今、勉強していなければいつ勉強するの。大人になったら勉強したくても出来ないのよ……って、それは事実かもしれないけど私のことなんだから放っておいて欲しい。そう思うのに私は親にいわれるがままに塾に通って言われるがままに門限を守っている。
、ぼんやりしてると危ないぞ」
聞き覚えのある声に私は立ち止まり、声が聞こえてきたと思う道の脇を見れば顔が見えないようにフードを被った大きな男性の姿があった。
「ケビン?」
確認の意味を込めて彼の名を呼べば、彼は少しフードをずらすと青色の仮面と彼の金の髪が僅かにのぞく。やはり、彼だったのだったと思って私は彼へと近寄った。大丈夫、会話をしてもあまり長くなければ門限に間に合うはずだもの。
「久しぶりですね」
「あぁ」
久しぶりに会った彼は短くそう答えた。これが私から話しかけての態度であれば嫌われているかと思うところだったけれど、彼から声をそれも心配してくれているのだろう言葉をかけられたのだから嫌われてはいないはず。
「元気がない様子だな。病気か」
ケビンの手が私の額に触れる。ごく自然な動作の所為で私は何も言えずにケビンの手が離れるのを待った。
「……熱はないみたいだな」
彼の手が離れれば二度、三度と頷く。暗くてよかったと思ったのはきっと私の顔はとっても赤くなっているに違いないからだ。
「ちょっと考えことをしてたんです」
心配かけないように笑みを浮かべてそう答える。
「面白くないことでも考えてたのか」
「そう、ですね。どうして塾に通ってるんだろうとか」
塾に通うのがどうしても嫌だというわけじゃない。親に勉強するように家で言われるよりも塾でしていた方が楽ではあるのだから。
「勉強が好きだからってわけじゃないか。その様子だと」
「親に言われたからというのが大きいですね。あの塾に通ってるのだって親が決めて、その理由も有名なってだけだし。そのくせ塾に通わせてるくせに門限は守れだとか色々で……」
一度文句をいいはじめたら色々と必要のないことまでを話してしまった。黙って聞いてくれているからと此処まで話すなんてわがままな娘だと思われただろう。私の為を思って、親は私を塾にいかせてくれているのだし…――
「それなら、行かなければいいだろ」
ドキッとした。本当はやめてしまいたかったから。
「かっ、簡単に言わないで」
親に逆らったところで家の居心地が悪くなるだけだ。そう考えてしまって言いたいこともきちんと言えない私は臆病者だと解っている。
「簡単なことを言ってるつもりはない。俺が親の言い分に振り回されてたから言ってるんだ」
「えっ?」
強そうに思えるケビンでも親の言う事を聞いていた?ううん、超人と呼ばれる人だって子どもの頃があれば親が居る。
「正義超人としてどうあるかどうあるべきかとかな」
親から与えられた型。押し固められそうだったその型を彼は好まなかったのだろう。
「だから、ガキの頃に家を出た。超人というのはその点は便利だったな……生きるのには困らなかった」
生きるのには困らなかった。彼は超人でなければ生きられないかもしれないようなところに居たのだろうか。そう考えた私の顔には何か表情が浮かんでいたのだろう。

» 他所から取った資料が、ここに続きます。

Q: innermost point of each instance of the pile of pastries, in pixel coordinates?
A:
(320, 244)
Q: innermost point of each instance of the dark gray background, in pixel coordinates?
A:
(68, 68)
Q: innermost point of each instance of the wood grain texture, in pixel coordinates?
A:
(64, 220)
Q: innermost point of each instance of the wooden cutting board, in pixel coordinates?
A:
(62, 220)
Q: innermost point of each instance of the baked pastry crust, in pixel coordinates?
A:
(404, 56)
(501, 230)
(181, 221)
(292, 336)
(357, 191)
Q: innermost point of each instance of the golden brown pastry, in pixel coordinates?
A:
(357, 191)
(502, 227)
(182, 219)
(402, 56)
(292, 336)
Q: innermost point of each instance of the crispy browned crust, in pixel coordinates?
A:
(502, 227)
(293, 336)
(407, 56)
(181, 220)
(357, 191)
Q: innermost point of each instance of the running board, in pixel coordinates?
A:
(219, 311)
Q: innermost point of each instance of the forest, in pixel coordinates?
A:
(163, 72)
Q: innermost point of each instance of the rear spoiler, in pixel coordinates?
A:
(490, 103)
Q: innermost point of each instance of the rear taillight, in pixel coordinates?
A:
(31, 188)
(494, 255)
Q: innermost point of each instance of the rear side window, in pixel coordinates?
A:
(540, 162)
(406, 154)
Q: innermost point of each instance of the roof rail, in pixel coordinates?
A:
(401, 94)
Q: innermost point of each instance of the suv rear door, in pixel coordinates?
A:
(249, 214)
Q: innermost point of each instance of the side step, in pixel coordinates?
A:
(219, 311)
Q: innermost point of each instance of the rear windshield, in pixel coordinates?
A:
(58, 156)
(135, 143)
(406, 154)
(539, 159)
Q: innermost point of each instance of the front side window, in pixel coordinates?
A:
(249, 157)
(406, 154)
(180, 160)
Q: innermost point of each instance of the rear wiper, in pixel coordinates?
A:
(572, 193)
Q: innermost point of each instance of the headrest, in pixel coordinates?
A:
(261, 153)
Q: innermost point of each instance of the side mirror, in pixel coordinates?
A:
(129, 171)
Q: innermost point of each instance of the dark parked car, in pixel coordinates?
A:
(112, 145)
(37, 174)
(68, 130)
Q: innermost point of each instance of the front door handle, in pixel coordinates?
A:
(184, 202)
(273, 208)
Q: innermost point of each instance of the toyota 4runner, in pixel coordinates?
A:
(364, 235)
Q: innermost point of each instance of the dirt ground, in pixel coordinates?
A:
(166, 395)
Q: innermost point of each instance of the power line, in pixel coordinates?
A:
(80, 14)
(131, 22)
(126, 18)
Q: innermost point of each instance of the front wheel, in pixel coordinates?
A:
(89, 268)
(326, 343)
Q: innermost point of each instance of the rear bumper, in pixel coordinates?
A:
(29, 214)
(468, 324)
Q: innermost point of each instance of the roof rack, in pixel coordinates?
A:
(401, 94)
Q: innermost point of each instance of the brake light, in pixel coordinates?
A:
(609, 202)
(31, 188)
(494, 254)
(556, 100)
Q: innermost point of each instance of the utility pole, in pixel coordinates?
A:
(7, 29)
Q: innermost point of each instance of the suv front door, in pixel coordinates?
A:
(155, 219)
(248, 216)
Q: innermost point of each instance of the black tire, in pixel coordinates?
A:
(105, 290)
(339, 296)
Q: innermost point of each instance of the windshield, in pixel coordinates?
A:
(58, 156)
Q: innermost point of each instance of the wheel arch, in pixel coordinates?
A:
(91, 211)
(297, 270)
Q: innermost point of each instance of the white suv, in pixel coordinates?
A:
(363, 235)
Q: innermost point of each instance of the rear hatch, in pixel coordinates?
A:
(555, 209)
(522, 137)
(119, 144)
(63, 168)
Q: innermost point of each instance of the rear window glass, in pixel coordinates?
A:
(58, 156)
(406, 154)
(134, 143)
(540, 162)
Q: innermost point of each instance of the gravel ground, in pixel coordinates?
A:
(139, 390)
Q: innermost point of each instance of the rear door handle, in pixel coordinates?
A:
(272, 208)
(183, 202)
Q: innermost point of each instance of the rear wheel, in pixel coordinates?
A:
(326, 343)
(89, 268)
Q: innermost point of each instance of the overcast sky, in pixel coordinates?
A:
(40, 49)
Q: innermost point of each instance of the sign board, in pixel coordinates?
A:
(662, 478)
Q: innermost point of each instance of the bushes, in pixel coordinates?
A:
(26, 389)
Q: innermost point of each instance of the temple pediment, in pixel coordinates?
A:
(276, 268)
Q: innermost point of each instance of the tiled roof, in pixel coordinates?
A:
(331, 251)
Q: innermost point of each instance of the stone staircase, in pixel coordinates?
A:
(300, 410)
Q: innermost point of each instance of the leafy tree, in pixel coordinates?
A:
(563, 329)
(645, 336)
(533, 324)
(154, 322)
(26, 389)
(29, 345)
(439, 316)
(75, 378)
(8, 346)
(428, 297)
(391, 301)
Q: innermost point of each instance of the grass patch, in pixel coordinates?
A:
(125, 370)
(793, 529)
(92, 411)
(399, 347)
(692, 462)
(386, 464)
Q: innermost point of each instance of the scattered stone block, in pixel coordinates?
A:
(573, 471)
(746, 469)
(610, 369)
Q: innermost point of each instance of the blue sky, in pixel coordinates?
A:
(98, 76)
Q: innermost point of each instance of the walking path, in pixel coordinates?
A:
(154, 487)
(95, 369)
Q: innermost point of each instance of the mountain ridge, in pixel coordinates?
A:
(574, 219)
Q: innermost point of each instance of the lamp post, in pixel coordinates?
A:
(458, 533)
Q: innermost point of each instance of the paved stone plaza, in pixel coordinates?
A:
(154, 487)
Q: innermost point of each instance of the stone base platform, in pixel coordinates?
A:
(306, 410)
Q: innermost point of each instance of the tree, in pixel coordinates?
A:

「勘違いするな。それは俺が好きでした生き方だ。家を出たこと自体は後悔していない……」
きっぱりと言い切れる彼の強さが私には眩しかった。自分は言いたいことも言えず、家を出るようなことも出来ないだろう。きっと、家を出てても後悔して泣いて暮らすかすぐに戻ってしまう。
「ケビンは強いね」
だから、私は尊敬してそう言ったのにケビンは黙ってしまった。仮面の下の彼の表情はわからないし喋らないケビンは機嫌を損ねてしまったのかと不安に見つめていると。
「強くないさ、ただあの家で生きたくはなかった」
彼が家を出た理由。それを深くは聞いてはいけないような気がした。私にとって彼の生き方は強いように見えたけれど、その生き方をした理由があってその理由は秘密なのだと思う。きっと、彼が触れて欲しくはない彼の心の奥底にある。
「――…、家に帰るんだろ。送ってやる」
「うん、ありがとう」
ケビンの言葉に私がお礼をいうと彼は私の口元を指差して。
「敬語より今の話し方の方がいい」
明るく聞こえる声でそう言った。そういえばケビンには何故か敬語でつい離していたような。それが彼には堅苦しく感じていたのかもしれない。……次からは普段どおりに話すように心掛けよう。